She is aware what it has meant to Abram not to have an heir, and as they grow older together she is concerned to give him satisfaction. What she proposes was in accordance with custom, and it will remove her shame. It was an accepted practise that a wife’s servant, being her slave and not her husband’s, could bear a child for her through her husband, and because the slave was hers the child was hers also. If a natural son was born later many examples elsewhere allow for him to replace the adopted son.
Thus the tablets from ancient Nuzi give an interesting near-parallel to this practise - ‘If Gilimninu (the bride) will not bear children, Gilimninu shall take a woman of N/Lulluland (where the best slaves came from) as a wife for Shennima.’ The slave woman would improve in status but would remain of inferior status to the real wife. (Compare Genesis 30:3; Genesis 30:9 - there the slave woman bears ‘on the knees’ of her mistress. That is, her child will be her mistress’s).

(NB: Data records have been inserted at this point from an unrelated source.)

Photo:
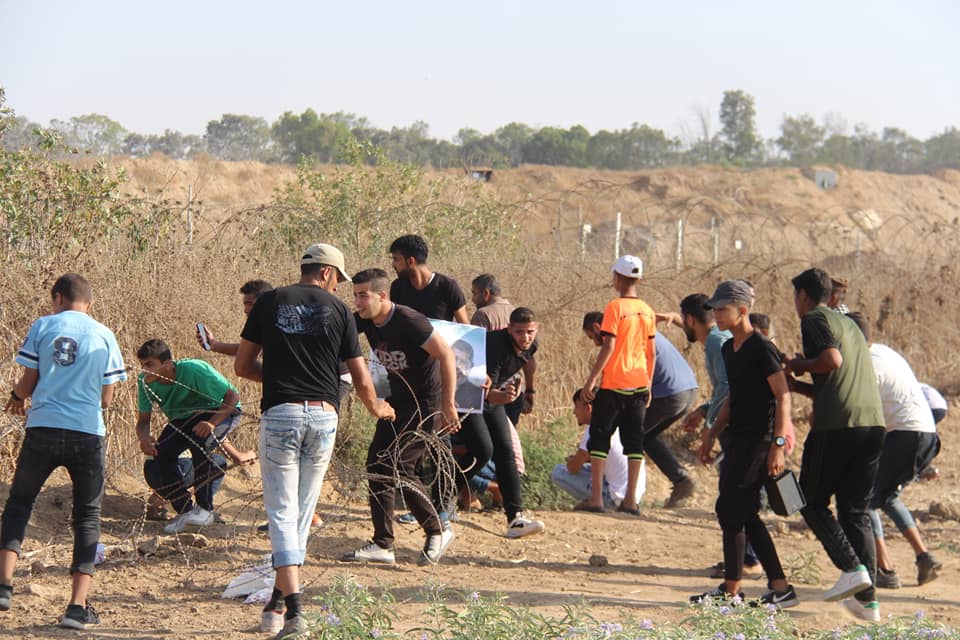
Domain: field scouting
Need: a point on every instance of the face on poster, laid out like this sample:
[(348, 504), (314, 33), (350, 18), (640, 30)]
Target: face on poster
[(469, 345)]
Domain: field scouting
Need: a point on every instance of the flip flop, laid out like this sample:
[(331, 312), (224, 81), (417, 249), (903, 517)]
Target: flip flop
[(586, 506)]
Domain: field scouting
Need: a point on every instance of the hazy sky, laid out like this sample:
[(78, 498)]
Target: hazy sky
[(453, 64)]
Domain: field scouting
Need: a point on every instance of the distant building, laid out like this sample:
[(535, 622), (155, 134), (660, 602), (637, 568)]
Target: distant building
[(825, 179), (483, 174)]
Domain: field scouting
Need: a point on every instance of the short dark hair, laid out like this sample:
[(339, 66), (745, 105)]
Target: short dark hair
[(760, 321), (378, 279), (815, 283), (464, 346), (154, 348), (488, 282), (522, 315), (692, 305), (256, 287), (861, 321), (591, 318), (411, 246), (72, 287), (578, 396), (313, 269)]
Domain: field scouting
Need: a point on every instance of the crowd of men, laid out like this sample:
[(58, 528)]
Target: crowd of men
[(872, 428)]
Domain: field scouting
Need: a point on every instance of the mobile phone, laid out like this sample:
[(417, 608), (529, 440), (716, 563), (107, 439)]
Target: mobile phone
[(203, 336)]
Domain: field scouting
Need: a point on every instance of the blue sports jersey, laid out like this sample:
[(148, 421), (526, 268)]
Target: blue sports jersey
[(75, 357), (671, 373)]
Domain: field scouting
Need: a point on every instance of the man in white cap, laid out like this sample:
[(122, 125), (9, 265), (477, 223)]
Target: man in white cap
[(304, 332), (623, 372)]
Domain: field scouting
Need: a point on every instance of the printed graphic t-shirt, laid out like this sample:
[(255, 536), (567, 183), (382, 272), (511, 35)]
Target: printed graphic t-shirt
[(632, 322), (305, 333), (75, 357), (414, 376), (438, 300), (198, 388)]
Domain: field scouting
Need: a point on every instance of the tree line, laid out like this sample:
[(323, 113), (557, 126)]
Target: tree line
[(321, 137)]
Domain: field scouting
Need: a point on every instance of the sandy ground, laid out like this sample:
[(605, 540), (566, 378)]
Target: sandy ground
[(655, 562)]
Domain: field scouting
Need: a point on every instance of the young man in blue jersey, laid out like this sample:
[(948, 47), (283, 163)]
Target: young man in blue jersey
[(71, 364)]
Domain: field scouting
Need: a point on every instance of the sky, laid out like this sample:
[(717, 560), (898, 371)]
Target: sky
[(601, 64)]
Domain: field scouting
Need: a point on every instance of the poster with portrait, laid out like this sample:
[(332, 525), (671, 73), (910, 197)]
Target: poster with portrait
[(469, 344)]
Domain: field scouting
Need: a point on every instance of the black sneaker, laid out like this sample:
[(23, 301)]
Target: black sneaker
[(78, 617), (928, 568), (780, 599), (887, 579), (717, 595)]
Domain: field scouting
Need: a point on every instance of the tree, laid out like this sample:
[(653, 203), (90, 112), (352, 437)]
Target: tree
[(93, 132), (19, 133), (238, 137), (738, 129), (943, 151), (558, 147), (800, 138)]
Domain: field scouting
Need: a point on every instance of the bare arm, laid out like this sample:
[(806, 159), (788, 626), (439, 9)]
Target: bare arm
[(366, 392), (782, 423), (826, 361), (438, 349), (246, 364), (23, 389), (593, 380), (460, 315)]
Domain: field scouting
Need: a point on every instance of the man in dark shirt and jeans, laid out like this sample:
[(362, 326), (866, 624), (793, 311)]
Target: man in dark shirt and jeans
[(421, 370), (304, 332), (433, 294), (842, 450)]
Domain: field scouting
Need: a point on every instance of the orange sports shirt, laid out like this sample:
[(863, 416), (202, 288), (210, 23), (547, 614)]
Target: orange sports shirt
[(632, 322)]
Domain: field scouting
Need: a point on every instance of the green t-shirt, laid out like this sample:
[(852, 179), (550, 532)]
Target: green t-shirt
[(847, 396), (198, 387)]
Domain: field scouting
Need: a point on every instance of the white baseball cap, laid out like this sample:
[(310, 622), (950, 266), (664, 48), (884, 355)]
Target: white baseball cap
[(629, 266)]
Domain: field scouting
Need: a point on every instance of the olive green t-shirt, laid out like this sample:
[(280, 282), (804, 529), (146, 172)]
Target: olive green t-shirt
[(847, 396)]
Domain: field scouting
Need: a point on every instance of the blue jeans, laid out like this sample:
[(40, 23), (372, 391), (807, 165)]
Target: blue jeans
[(578, 484), (296, 444), (43, 450)]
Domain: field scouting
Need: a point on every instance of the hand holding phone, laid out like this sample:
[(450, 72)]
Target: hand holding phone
[(202, 336)]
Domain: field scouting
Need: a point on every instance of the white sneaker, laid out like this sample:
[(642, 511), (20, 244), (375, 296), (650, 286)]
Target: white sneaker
[(193, 519), (271, 621), (869, 611), (522, 526), (371, 552), (849, 583), (435, 546)]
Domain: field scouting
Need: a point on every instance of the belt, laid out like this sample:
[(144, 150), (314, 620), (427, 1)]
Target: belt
[(326, 406)]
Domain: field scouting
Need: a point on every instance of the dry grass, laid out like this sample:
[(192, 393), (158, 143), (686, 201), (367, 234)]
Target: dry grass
[(903, 278)]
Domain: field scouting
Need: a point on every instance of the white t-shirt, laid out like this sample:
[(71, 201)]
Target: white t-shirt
[(905, 407), (934, 399), (615, 471)]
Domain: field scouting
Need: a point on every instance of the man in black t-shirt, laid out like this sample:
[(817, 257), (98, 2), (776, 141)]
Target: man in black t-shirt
[(421, 370), (756, 416), (508, 350), (432, 294), (304, 332)]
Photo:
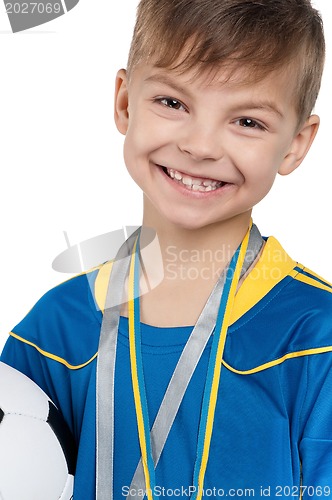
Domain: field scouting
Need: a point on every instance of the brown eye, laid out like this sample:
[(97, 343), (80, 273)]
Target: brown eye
[(247, 122), (171, 103)]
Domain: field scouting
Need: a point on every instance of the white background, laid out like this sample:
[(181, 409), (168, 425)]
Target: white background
[(61, 156)]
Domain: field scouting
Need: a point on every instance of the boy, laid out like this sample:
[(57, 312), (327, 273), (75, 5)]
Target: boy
[(216, 100)]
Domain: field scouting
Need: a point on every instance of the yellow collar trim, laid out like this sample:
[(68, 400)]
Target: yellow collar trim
[(274, 265)]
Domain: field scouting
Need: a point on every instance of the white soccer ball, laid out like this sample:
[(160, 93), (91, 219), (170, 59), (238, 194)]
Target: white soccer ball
[(37, 452)]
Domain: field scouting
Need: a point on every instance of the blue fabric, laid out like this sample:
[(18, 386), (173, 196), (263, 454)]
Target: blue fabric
[(267, 424)]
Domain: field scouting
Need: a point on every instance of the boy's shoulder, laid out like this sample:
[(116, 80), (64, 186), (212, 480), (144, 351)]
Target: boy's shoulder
[(64, 324), (283, 311)]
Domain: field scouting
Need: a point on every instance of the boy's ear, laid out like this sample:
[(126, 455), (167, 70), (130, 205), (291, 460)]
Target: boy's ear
[(121, 114), (300, 145)]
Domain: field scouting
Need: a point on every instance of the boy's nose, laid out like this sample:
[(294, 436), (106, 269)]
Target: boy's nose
[(201, 142)]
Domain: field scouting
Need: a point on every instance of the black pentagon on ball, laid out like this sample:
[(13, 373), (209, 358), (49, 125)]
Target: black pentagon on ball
[(62, 432)]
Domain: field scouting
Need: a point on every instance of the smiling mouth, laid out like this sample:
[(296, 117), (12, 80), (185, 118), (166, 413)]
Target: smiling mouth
[(199, 184)]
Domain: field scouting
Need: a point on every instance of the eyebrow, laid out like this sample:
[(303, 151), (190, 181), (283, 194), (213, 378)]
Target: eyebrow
[(250, 106), (166, 80)]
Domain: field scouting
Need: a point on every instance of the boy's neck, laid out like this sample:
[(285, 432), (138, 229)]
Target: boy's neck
[(218, 239)]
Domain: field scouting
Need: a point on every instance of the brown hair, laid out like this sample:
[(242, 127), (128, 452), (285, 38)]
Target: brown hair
[(260, 35)]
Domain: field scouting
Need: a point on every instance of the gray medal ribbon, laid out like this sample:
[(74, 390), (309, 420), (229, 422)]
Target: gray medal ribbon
[(177, 386)]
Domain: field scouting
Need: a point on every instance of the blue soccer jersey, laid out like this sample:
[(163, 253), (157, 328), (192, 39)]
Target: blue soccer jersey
[(272, 434)]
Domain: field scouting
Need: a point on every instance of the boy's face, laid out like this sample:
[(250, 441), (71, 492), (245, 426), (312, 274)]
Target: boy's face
[(205, 152)]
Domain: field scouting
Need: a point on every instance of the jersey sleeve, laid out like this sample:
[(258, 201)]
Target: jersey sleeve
[(316, 442), (56, 346)]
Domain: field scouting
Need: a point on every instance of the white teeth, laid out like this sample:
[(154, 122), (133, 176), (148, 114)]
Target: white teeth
[(187, 181), (196, 184)]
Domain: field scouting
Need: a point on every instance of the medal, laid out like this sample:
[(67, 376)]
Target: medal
[(144, 477)]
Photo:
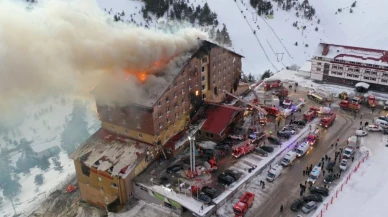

Nuzi dates later than Genesis (15th Century BC), but similar records have been recovered from other earlier sites such as Ur, Kish, Ebla, Alalakh, Mari and Boghazkoi. However although there there was the similar practise of a barren wife arranging for a slave to bear a child for her elsewhere, it was not necessarily always the case, for regularly the husband could take his own action, or simply adopt a slave. But the way used by Sarai preserved the wife’s pride and possibly gave her greater rights.
A subsidiary wife and her child could in many cases not be sent away (compare Genesis 16:6; Genesis 21:10-11), although there is an example where it is said that the freedom obtained by expulsion compensates for the action.
But while these practises do confirm the authenticity of the background to the narratives, they cannot be used for dating, as such customs continued unchanged for hundreds of years, and varied between groups.
Genesis 16:2-3 (2c-3)
‘And Abram listened to the voice of Sarai. And Sarai, Abram’s wife took Hagar the Egyptian, her handmaid, after Abram had dwelt in the land of Canaan for ten years, and gave her to Abram her husband to be his wife.’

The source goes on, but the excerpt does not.